El beato Óscar Romero, en una imagen de archivo/CNS

Tiempos dolorosos

En los primeros años de obispo auxiliar conoce numerosos enfrentamientos con los curas llamados “rojos”, de los que se encuentra distante en forma y fondo. Entrecruza escritos duros con ellos, hay desencuentros, que van a más conforme el país, a lo largo de la primera mitad de la década de los 70, se adentra en el camino tenebroso de la represión y la violencia. Debieron ser tiempos muy dolorosos para él, a veces solitario, ignorado por muchos, encerrado en su timidez y sus ideas, alejado de las amargas realidades que vivían gran parte de sus compatriotas. Es muy probable que, en esos años, atravesase una depresión.

En el año 1974 le nombran obispo de Santiago de María, una diócesis de medio millón de almas y solo 20 sacerdotes. Allí estaba el famoso centro de formación “Los Naranjos”, donde se hablaba de “la realidad nacional”: qué ocurría en el país y por qué. De aquellos encuentros salieron numerosos dirigentes campesinos, agentes de la palabra, cristianos comprometidos con el Evangelio de Jesús. Parece claro que monseñor desconfió de un ambiente que no entendía. Para él, la enseñanza y celebración de la fe eran otra cosa, más bien alejadas de los problemas concretos de la sociedad, por más que siempre se había ocupado y preocupado de las gentes a las que atendía, de cómo vivían, de su pan y su techo. Conceptos como violencia estructural o derecho a la propiedad de la tierra, le asustaban, le parecían marxismo disfrazado, alejado de las enseñanzas de la Iglesia.

Ante una realidad nueva

Sin embargo, Romero se encontró de golpe con una realidad nueva, que desconocía: la represión. Comienza a recoger cadáveres, a encontrar en su camino viudas y huérfanos. A contemplar de frente la miseria en que vive la gran mayoría del pueblo cristiano, en los cantones y comunidades que visita. Y se deja transformar por la realidad que descubre, que observa con otros ojos. Escucha las quejas y reivindicaciones de los campesinos, se da cuenta de las injusticias a que les someten aquellos que han sido sus amigos, algunos terratenientes ricos. En cierto modo, los pobres le enseñan a leer el Evangelio, a encontrar claves de lectura que no había intuido antes. Aquel hombre, hasta entonces encerrado en sus ritos y ortodoxia, se convierte y entiende a sus hermanos sacerdotes que trabajan por mejorar la vida del campesinado.
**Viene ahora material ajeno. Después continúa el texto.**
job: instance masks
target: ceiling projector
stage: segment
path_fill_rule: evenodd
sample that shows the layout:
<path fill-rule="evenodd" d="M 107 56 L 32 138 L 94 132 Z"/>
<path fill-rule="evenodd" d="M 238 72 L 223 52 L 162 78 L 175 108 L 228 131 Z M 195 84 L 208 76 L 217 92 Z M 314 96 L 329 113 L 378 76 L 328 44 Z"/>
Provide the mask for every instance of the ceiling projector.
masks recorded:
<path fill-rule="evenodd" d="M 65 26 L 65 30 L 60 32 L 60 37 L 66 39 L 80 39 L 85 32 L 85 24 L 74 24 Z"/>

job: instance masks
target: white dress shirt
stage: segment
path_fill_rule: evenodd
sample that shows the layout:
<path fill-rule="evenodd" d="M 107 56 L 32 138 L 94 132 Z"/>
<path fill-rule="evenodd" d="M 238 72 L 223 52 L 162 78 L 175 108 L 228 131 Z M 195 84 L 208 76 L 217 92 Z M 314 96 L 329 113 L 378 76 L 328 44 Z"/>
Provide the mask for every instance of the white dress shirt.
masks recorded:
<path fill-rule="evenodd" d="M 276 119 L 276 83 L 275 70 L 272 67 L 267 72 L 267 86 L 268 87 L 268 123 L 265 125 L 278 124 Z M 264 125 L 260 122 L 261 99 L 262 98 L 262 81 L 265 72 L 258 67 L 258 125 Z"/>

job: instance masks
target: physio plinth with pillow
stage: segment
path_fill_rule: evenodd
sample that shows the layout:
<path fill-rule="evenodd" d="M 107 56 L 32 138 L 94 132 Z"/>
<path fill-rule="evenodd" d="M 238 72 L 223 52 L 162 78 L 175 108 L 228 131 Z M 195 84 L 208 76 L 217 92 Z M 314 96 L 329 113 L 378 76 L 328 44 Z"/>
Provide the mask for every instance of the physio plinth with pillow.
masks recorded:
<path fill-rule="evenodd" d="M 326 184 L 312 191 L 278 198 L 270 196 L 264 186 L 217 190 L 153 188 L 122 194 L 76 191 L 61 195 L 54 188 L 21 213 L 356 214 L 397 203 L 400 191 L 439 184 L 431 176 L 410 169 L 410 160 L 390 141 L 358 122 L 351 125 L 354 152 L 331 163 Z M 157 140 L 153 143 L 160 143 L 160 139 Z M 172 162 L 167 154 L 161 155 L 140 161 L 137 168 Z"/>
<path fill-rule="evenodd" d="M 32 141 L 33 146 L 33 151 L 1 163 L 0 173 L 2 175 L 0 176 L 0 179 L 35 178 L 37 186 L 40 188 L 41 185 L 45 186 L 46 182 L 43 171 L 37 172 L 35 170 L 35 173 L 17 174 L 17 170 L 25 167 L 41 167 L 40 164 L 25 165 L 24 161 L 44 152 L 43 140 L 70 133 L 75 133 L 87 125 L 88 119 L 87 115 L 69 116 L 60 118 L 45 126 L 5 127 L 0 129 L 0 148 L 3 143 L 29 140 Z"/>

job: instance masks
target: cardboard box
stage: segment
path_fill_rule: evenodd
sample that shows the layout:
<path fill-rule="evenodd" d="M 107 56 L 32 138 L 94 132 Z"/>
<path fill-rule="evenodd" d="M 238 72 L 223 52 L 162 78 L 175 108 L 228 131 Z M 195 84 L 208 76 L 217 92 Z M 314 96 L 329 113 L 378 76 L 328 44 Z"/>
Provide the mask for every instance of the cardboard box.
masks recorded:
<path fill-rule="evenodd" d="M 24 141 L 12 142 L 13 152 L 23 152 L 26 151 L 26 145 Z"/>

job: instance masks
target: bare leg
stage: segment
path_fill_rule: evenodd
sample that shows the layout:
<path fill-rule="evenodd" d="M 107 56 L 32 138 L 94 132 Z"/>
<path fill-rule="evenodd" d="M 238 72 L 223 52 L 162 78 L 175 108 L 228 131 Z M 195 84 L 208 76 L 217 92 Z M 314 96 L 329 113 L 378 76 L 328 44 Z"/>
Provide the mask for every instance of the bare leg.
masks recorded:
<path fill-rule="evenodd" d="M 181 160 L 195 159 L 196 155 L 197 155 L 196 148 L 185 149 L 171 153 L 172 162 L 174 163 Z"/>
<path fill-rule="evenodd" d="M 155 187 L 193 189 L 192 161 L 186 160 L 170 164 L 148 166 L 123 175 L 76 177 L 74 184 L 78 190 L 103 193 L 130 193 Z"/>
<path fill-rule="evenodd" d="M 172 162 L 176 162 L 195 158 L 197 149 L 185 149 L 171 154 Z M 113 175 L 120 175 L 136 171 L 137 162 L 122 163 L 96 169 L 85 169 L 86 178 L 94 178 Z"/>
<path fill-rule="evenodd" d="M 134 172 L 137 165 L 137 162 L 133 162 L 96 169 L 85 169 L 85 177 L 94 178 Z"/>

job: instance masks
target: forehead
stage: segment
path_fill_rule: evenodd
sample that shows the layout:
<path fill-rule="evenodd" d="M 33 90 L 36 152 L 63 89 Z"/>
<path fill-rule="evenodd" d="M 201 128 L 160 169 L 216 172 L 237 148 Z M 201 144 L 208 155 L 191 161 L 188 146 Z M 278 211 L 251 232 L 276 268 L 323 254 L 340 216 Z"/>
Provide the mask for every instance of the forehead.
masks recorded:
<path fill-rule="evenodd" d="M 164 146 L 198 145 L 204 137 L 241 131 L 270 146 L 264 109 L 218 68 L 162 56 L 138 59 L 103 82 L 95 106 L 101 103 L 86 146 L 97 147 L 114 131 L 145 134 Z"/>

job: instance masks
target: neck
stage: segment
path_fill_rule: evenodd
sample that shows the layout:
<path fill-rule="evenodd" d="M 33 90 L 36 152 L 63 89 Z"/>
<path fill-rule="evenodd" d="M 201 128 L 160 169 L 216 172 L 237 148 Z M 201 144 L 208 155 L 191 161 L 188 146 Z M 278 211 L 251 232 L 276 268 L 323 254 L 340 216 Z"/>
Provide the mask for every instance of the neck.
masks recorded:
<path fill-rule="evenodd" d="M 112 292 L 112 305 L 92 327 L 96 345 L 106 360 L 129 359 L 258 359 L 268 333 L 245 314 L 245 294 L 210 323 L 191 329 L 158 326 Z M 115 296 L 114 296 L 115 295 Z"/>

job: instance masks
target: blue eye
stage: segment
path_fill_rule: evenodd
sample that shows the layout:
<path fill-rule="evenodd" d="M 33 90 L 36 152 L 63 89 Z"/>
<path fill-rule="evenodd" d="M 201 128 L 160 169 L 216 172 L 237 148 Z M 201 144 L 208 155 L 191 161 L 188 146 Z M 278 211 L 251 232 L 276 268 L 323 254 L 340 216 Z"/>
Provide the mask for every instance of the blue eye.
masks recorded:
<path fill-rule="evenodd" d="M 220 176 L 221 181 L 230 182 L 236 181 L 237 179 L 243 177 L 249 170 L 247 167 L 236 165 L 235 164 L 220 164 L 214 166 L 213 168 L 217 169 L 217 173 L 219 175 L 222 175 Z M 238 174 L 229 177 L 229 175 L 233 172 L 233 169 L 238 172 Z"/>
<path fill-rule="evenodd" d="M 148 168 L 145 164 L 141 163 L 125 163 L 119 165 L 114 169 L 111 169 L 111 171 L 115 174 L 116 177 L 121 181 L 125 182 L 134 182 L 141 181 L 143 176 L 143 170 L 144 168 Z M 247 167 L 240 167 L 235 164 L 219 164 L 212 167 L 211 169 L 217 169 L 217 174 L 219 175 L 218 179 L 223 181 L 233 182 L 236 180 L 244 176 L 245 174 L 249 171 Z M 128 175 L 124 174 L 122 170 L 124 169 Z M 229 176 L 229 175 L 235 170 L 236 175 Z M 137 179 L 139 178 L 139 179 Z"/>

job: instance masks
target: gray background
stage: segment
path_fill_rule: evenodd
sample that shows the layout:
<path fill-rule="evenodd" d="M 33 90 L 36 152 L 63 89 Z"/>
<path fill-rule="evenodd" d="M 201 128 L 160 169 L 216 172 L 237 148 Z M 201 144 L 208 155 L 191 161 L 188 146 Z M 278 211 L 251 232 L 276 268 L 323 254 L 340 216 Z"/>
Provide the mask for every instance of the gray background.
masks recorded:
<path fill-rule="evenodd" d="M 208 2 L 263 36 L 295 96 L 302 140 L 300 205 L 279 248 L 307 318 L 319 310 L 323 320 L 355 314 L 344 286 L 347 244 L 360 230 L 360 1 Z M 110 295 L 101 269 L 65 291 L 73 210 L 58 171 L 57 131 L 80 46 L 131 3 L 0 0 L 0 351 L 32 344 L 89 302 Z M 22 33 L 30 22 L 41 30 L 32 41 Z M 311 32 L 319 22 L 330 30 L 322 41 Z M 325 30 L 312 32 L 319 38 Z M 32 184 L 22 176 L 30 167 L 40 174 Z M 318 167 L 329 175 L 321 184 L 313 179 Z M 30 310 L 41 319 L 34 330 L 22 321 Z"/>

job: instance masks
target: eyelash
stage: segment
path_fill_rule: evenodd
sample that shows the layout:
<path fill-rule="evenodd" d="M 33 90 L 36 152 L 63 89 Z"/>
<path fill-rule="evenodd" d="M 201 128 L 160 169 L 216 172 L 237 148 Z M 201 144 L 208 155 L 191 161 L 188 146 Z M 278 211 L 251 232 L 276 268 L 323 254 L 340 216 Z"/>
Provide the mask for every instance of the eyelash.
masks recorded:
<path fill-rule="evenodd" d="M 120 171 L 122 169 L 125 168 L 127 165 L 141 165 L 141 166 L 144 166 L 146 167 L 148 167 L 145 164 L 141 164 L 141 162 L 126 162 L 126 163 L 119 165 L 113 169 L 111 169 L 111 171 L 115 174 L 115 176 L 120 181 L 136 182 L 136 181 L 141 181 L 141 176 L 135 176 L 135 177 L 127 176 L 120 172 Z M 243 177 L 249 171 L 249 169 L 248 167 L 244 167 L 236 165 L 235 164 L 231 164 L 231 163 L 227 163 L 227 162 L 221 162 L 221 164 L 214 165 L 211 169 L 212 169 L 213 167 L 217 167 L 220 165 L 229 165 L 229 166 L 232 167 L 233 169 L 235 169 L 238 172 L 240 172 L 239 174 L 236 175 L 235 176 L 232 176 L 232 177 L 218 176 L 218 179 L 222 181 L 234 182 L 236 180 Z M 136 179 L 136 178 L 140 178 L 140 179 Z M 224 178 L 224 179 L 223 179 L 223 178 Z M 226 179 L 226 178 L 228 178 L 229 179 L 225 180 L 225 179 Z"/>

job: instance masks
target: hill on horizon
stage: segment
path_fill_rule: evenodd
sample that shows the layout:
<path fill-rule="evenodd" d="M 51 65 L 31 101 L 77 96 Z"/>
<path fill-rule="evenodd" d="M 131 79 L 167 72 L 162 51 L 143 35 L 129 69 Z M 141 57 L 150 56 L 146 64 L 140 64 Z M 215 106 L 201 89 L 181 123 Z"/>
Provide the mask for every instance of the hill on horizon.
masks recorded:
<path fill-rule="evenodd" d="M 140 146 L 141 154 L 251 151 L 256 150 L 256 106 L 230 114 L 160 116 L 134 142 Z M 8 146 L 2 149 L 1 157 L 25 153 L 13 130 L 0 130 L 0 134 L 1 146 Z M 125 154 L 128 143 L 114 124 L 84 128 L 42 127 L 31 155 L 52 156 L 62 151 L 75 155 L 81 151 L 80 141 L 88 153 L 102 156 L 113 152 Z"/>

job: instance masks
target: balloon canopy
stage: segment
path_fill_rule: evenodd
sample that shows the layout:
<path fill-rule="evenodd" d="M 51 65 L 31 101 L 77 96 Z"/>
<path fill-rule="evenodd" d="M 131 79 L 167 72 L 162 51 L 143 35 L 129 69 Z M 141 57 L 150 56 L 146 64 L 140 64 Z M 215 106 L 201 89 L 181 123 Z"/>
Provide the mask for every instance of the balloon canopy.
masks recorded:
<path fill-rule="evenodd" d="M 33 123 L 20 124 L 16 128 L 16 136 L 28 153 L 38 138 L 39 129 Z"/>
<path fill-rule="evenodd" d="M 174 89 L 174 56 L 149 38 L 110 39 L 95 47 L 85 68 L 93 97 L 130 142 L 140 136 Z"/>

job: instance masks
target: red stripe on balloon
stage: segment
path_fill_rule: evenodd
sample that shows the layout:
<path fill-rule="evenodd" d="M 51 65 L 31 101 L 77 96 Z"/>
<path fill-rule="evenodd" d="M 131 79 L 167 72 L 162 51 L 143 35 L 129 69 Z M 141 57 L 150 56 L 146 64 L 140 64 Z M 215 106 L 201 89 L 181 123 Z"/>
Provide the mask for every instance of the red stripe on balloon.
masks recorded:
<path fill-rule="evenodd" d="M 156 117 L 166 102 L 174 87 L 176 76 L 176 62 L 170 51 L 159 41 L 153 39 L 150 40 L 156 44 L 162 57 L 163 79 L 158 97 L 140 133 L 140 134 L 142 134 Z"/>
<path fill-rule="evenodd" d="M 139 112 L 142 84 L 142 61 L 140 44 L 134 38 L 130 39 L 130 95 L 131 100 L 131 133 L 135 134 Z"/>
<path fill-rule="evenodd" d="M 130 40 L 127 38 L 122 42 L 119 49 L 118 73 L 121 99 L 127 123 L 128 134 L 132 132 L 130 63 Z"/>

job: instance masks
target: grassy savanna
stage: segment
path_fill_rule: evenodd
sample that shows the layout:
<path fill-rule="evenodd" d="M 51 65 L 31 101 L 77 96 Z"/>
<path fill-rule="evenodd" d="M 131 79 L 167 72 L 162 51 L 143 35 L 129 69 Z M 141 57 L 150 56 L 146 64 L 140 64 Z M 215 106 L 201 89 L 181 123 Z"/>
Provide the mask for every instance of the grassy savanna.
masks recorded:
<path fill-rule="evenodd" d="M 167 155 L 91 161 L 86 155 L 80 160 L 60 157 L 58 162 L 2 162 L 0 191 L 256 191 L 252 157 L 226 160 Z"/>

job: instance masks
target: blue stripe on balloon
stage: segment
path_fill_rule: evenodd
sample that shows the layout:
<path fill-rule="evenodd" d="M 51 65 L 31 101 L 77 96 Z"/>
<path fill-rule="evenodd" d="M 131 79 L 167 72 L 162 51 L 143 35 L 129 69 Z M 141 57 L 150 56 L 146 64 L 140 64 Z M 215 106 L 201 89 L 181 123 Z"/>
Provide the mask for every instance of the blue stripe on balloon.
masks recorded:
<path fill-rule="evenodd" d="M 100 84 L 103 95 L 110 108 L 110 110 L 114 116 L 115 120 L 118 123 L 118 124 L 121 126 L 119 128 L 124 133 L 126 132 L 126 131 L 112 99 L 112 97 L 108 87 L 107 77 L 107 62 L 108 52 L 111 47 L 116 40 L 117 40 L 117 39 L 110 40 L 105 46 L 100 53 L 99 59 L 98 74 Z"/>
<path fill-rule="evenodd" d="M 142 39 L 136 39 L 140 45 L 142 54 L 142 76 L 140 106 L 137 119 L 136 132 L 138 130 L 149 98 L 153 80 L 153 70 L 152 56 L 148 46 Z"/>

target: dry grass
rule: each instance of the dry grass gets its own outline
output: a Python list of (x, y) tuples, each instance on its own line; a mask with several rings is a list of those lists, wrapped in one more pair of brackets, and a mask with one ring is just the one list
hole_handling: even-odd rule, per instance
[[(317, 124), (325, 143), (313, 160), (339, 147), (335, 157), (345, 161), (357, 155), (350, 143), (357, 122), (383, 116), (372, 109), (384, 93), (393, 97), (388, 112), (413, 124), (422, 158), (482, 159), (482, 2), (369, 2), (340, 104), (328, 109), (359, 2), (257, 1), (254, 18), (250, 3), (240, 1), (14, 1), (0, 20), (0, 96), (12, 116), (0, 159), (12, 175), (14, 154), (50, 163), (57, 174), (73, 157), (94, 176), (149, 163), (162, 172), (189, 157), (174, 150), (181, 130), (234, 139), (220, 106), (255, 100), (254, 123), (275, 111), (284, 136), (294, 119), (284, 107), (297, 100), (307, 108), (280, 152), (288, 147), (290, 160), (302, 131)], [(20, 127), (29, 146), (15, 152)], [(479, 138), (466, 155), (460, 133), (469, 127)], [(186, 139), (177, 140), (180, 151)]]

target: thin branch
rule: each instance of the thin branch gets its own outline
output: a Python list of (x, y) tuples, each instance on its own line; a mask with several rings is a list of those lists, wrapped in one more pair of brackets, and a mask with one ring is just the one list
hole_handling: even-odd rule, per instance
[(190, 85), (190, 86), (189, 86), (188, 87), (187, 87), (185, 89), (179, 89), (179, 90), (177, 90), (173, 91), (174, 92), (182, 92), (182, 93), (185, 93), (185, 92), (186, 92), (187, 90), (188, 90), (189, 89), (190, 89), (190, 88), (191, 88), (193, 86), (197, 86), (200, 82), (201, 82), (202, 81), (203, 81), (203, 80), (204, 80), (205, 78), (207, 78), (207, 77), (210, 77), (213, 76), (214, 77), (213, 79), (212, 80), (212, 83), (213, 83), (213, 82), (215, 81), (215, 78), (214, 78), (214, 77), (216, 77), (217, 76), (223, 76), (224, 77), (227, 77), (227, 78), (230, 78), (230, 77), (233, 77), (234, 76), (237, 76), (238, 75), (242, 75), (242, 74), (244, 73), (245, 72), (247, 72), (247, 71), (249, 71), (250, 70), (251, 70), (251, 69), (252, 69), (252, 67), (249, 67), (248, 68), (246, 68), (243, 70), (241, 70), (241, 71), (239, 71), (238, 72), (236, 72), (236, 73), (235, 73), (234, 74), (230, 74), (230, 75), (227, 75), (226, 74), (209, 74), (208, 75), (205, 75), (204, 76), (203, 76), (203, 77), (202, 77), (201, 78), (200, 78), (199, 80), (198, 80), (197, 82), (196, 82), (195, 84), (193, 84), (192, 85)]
A pesar de todo, la jerarquía y los poderes políticos todavía le creen uno de los suyos y, en febrero de 1977, es nombrado arzobispo de San Salvador. Una de las comunidades más vibrantes de la zona es la de Aguilares, cuyo párroco es Rutilio Grande. Al principio, todos los sacerdotes y comunidades organizadas contemplan su nombramiento con recelo, e incluso boicotean su toma de posesión; de hecho, muy pocos acuden a la ceremonia, celebrada en el Seminario de San José de la Montaña, aunque sí asisten diplomáticos, gente del Gobierno y de las clases altas.

Dejo aquí esta entrada, aunque espero proseguir con los últimos años de monseñor Romero, de extrema densidad, en los domingos de marzo que nos restan. Recen por los enfermos, por quienes les cuidamos, por nuestro país y nuestro mundo.